UniQure’s Huntington’s Breakthrough Brings Hope to Patients but Experts Urge Caution
Pivotal results from uniQure’s gene therapy for Huntington’s disease have brought new light to patients who have known only disappointment in recent years—but one expert worries that communication of the results is creating “false expectations.”
There are some therapeutic areas where hope can be in particularly short supply. Maybe that’s why, when Dutch biotech uniQure announced highly positive three-year data from its gene therapy for Huntington’s disease last month, industry and mainstream media exploded with excitement, triumph and, most of all, hope—for patients and families facing one of the world’s most devastating diseases.
We never in our wildest dreams would have expected a 75% slowing of clinical progression,” Sarah Tabrizi, professor of clinical neurology and director of the University College London Huntington’s Disease Center, told BBC News at the time.
Indeed, at three years, a single high dose of AMT-130 largely maintained the 80% benefit patients had seen at two years in the same trial, a result that “clearly exceeded expectations,” according to analysts at Stifel. uniQure’s shares rocketed up 248% on Sept. 24, as BBC News declared that Huntington’s had been successfully treated for the first time.
UniQure CEO Matt Kapusta has also been following reactions to the announcement on social media—through the eyes of his 16-year-old daughter, who, like most teenagers, gets her news from TikTok. “She’s forwarding me videos of family members telling their loved ones with Huntington’s about this and seeing the reaction,” he told BioSpace. “It’s really humbling. It really is.”
At the same time, Ignacio Munoz-Sanjuan, CEO and chairman at Rumi Scientific and president of the Huntington’s-focused non-profit Factor-H, cautioned against communicating the results in a way that generates unrealistic expectations at this stage of clinical development.
In an interview with BioSpace, he recalled a similar reaction to Roche’s tominersen, when the drug candidate was shown to lower mutant huntingtin (mHTT) levels in the cerebrospinal fluid. “I remember getting calls from people saying, ‘How can I access this drug?’ And it’s like, this drug is in Phase I,” he said. A Phase III trial of tominersen was ultimately halted due to a lack of efficacy and an unfavorable safety profile.
Early communications by clinicians “created a false expectation,” Munoz-Sanjuan said, referencing Tabrizi, as well as her colleague Ed Wild, specifically, “and they’ve done it again with uniQure.”
Imagining a Future
New hope is always sweetest on the heels of stark disappointment—something the Huntington’s community knows all too well. The past five years have seen clinical failures from Roche, Wave Life Sciences and Sage Therapeutics, and the folding of Huntington’s-focused Triplet Therapeutics, as drug developers struggled to strike a delicate balance of selectively lowering the mHTT protein while preserving the neuroprotective wild-type protein.
Caused by a CAG repeat in the first exon of the huntingtin (HTT) gene, Huntington’s is a genetic, neurodegenerative disease that strikes patients during the prime of their lives—typically in their 30s and 40s—and is passed down to half of the next generation.

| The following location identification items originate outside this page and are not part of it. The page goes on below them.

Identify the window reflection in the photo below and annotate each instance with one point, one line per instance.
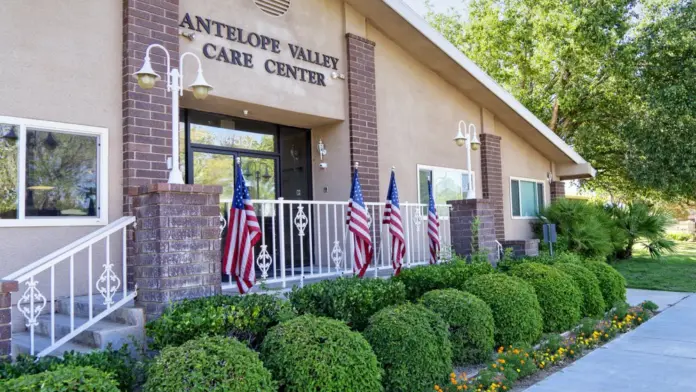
(61, 174)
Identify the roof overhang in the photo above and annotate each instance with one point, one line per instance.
(403, 25)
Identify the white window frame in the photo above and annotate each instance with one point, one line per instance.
(431, 168)
(543, 196)
(102, 173)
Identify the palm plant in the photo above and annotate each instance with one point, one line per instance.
(643, 225)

Children watch, through a teenager’s eyes, a parent slowly degenerating and losing a father or mother and then get older knowing that they’re at risk for it,” Kapusta said. “To have a genetic medicine that presents an option for them, where you have the potential to meaningfully slow the progression of the disease and give them years of independence, potentially, and valuable relationships and being in jobs . . . that’s what we hope.”
And just how long could AMT-130 slow disease progression? UniQure is currently conducting an analysis to find out, Kapusta shared. While acknowledging that these projections are difficult, he said “there’s really no biological reason why you would see a waning of effect” from the treatment. With gene therapies for liver-directed diseases, there is concern about loss of effect due to a relatively high cell turnover rate, Kapusta explained. But that shouldn’t be the case with AMT-130, which is delivered to the brain where you really have a very slow turnover rate of neurons.”
In a note to investors on Sept. 24, Truist Securities wrote that uniQure’s 3-year data was a “rising tide [that] lifts all boats” and that “AMT-130’s results validate mHTT knockdown as a viable therapeutic strategy for HD,” with positive readthrough for programs in development by PTC Therapeutics and Wave Life Sciences.
Wave CEO Paul Bolno welcomed uniQure’s results. “The community really needed good news, because it has been a challenging area, and I think for everybody to see that there’s a path forward and hope is great,” he told BioSpace, adding that there’s a positive net effect on research.
What we saw, and I think what others are seeing in the space too, is it means that more patients are interested in clinical trials. It means more people want to participate,” he said. “I think hope is very important for the community.”